You can also use this to search particular websites. Searching for ‘corporate lobbying site:www.bbc.co.uk‘ for example, gives you articles on the issue just from the BBC. Searching for corporate lobbying site:www.mining-journal.com would give you articles from the mining industry’s trade journal.
You can search websites from a particular country by using the country domain. ‘site:se’ for example, only gives you pages from Sweden.
Excludes words from a search. ‘Prince -William’ will give you results about the purple musician and the brand of tennis balls, but not the royal heir.
:DOC, :PPT, :PDF
Use if you’re looking for something you think may be in a particular type of file, such as a word document, powerpoint presentation or a pdf. ‘BP oil review:ppt’, for example, brings up powerpoint presentations by BP examining the oil market. Documents like this are sometimes not intended for the public and may contain useful or revealing information.

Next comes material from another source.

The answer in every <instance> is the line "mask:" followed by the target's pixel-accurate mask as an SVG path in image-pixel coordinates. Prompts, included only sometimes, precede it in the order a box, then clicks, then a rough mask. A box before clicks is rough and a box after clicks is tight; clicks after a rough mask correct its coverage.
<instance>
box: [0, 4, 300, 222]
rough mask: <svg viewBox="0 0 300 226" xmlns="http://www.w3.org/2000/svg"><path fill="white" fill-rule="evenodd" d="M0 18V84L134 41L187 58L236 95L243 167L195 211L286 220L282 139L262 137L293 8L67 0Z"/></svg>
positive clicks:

Helps you find similar websites, although search engines can make odd choices. Type in related:www.corporatewatch.org into Google and you’ll get the U.S. Chamber of Commerce (motto: “Standing Up for American Enterprise”).
Searches for particular words in a URL (web address). Intitle: does the same within the title of a webpage.
Some search engines allow you to specify the date a page or article was published (for example, within the last week, month, year). You can also specify the language you want the results to be in and which country they are from, among other things. Many search engines contain specialised databases that can give you a different set of results from their usual search engines. Most now have ‘News’ and ‘Images’ as options, and Google has patent and academic article searches, for example. These can narrow your results substantially.
Material on the web is always changing. Internet archive sites such as the Wayback Machine, which has been crawling the internet for almost twenty years and storing old versions of websites, can help you find previous versions of pages that have since been changed. Type the name of the website or page you’re interested in into the Wayback site’s search box and you’ll be able to find previous versions from a range of dates.
If the website you’re looking for has been completely deleted, you can search Google’s cache (store) of pages it has examined in the past to find the last active version (search “how to use google cache” for instructions on how to do this as it may depend on the browser you’re using).
SAVING WEB PAGES
The web is not static: information can move about, or even vanish completely. Companies who know they are being watched may deliberately take down material.
Use the ‘save page as’ function in your browser to save a copy of a webpage onto your hard drive, or print it off or take a screenshot (usually done by pressing the Prt Sc button on your keyboard). That way you ensure you have a record of it and you can access it at a later date.
CASE STUDY: Brighton-based arms company EDO MBM removed several pages from its website relating to the manufacture of a controversial bomb rack and arming unit shortly before its Managing Director was due to give evidence in court at the trial of campaigners arrested for a protest against the company. However, by using the Way Back Machine web archive, campaigners were able to recover the pages, making the director’s questioning even more uncomfortable than he had anticipated.